It was a handshake and a conversation 22 years ago that saw a coastal lad head west and follow his dreams.
Having grown up at Kempsey on the Mid North Coast, Shad Bailey from Colin Say and Co spent every Saturday and anytime he wasn't at school in the saleyards.
"I was virtually a coastal boy, it was coast and sport, which is what I grew up with," Mr Bailey said.
"I have always been drawn to the sector and had an interest in stock growing up on a little farm at Euroka as dad was high up in the horse scene and I loved showing cattle."
Learning the trade from Ian Argue of Kempsey Stock and Land, Mr Bailey said the pair had a "good conversation" one day that changed the direction of his career path.
"I never had plans to leave Kempsey, I wanted to stay at Kempsey Stock and Land but Ian said to me "Shad, your future is west" and 10 days later I was in Dubbo, that conversation changed my life and I never looked back," Mr Bailey said.
Mr Bailey went straight to PT Lord, Dakin and Associate, Dubbo when he finished his high school certificate in 1998 where he stayed for 18 months before spending nearly three years with Carter Lindsay and Weber. From there he went to work in Glen Innes at the start of 2003 with Landmark, then Wesfarmers, to try his hand in the corporate sector.
That conversation changed my life and I never looked back.- Shad Bailey, Colin Say and Co director
At the start of 2008 he went to Colin Say and Co where he worked as an agent auctioneer before becoming a director in 2010 - one of the the highlights of his career.
"To say you are part of your own business is certainly a highlight and being an auctioneer in the current climate is very exciting on both the commercial and stud stock scenes," he said.
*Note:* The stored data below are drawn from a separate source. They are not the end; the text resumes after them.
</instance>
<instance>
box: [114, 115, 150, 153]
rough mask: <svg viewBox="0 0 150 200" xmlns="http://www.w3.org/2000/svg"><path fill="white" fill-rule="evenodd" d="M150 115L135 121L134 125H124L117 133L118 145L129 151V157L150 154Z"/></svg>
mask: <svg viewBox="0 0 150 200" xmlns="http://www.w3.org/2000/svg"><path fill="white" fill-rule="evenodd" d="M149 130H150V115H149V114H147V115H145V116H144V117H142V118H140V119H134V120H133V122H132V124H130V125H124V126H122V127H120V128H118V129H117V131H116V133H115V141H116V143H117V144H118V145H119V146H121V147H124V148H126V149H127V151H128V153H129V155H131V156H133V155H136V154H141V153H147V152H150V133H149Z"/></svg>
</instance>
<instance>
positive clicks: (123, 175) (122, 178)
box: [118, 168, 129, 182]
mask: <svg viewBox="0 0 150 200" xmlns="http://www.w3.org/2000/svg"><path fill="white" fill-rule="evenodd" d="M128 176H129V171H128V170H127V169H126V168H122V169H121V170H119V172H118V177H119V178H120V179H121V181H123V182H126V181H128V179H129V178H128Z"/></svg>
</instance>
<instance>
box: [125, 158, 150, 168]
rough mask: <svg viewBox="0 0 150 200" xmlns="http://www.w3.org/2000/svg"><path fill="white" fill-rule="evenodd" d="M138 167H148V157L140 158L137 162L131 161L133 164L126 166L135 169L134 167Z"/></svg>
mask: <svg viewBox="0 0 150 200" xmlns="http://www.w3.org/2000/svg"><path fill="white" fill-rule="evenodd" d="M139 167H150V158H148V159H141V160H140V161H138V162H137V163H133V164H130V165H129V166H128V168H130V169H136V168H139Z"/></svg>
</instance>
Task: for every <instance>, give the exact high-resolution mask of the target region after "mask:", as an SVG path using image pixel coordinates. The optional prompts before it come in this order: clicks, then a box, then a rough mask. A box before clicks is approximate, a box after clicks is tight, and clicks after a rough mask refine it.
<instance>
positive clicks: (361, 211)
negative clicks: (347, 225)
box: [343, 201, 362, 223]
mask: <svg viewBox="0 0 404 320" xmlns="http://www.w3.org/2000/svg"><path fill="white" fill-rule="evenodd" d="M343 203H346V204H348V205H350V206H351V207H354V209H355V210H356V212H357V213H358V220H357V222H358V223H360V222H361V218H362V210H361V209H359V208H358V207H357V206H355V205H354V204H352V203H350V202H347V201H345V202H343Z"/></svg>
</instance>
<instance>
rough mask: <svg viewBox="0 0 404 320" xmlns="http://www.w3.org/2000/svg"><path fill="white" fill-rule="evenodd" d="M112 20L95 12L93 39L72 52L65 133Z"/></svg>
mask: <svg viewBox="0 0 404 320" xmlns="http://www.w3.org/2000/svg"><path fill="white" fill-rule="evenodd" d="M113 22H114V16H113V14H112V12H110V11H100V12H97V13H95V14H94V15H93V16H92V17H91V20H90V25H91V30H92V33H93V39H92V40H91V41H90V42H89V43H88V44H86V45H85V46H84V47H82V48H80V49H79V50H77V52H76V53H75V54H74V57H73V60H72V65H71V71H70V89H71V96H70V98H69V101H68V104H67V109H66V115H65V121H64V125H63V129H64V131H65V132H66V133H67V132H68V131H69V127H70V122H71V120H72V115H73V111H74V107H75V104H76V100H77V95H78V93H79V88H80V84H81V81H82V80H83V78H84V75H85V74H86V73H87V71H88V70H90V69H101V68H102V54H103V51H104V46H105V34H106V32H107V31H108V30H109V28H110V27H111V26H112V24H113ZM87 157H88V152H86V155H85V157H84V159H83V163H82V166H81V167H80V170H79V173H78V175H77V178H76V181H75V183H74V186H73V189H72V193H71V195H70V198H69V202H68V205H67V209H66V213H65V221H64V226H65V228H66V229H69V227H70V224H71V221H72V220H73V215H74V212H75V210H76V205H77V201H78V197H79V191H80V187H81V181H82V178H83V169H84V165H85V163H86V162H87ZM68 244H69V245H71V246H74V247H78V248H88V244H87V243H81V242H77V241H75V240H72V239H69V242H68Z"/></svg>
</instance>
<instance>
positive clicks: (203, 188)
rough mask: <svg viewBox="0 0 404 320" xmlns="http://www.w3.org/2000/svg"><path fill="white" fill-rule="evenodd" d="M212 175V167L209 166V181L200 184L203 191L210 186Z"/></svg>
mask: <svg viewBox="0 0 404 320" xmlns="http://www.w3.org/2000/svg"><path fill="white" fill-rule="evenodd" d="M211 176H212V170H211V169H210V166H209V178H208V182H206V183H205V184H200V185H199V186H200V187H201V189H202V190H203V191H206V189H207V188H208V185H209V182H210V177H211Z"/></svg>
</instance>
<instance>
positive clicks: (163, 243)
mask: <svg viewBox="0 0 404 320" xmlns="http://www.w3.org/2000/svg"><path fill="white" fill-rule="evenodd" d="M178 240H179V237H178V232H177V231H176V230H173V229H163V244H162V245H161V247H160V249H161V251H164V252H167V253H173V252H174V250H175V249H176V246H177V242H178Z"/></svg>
"To me the best thing about this job is the trust you have with your clients and the people who are wanting to buy the stock.
"It's the satisfaction of dealing with clients and getting the rewards for them and taking pride in what you do, it a great feeling. Plus you are doing something different every day in this job."
Looking ahead, Mr Bailey said the future of the industry was strong.
"We are in great hands right now, you can't speak to what it will be in four to five years time but as far as the whole sector goes, our product looks very rosy for the short term."
When asked where the best place on the road is, he quickly said Queensland, with a laugh.
"It's because I go for Queensland, which comes back to doing a family tree in a primary school assessment task and because my mum is a Lewis, and I loved Wally Lewis. We also have good clients up there," he said.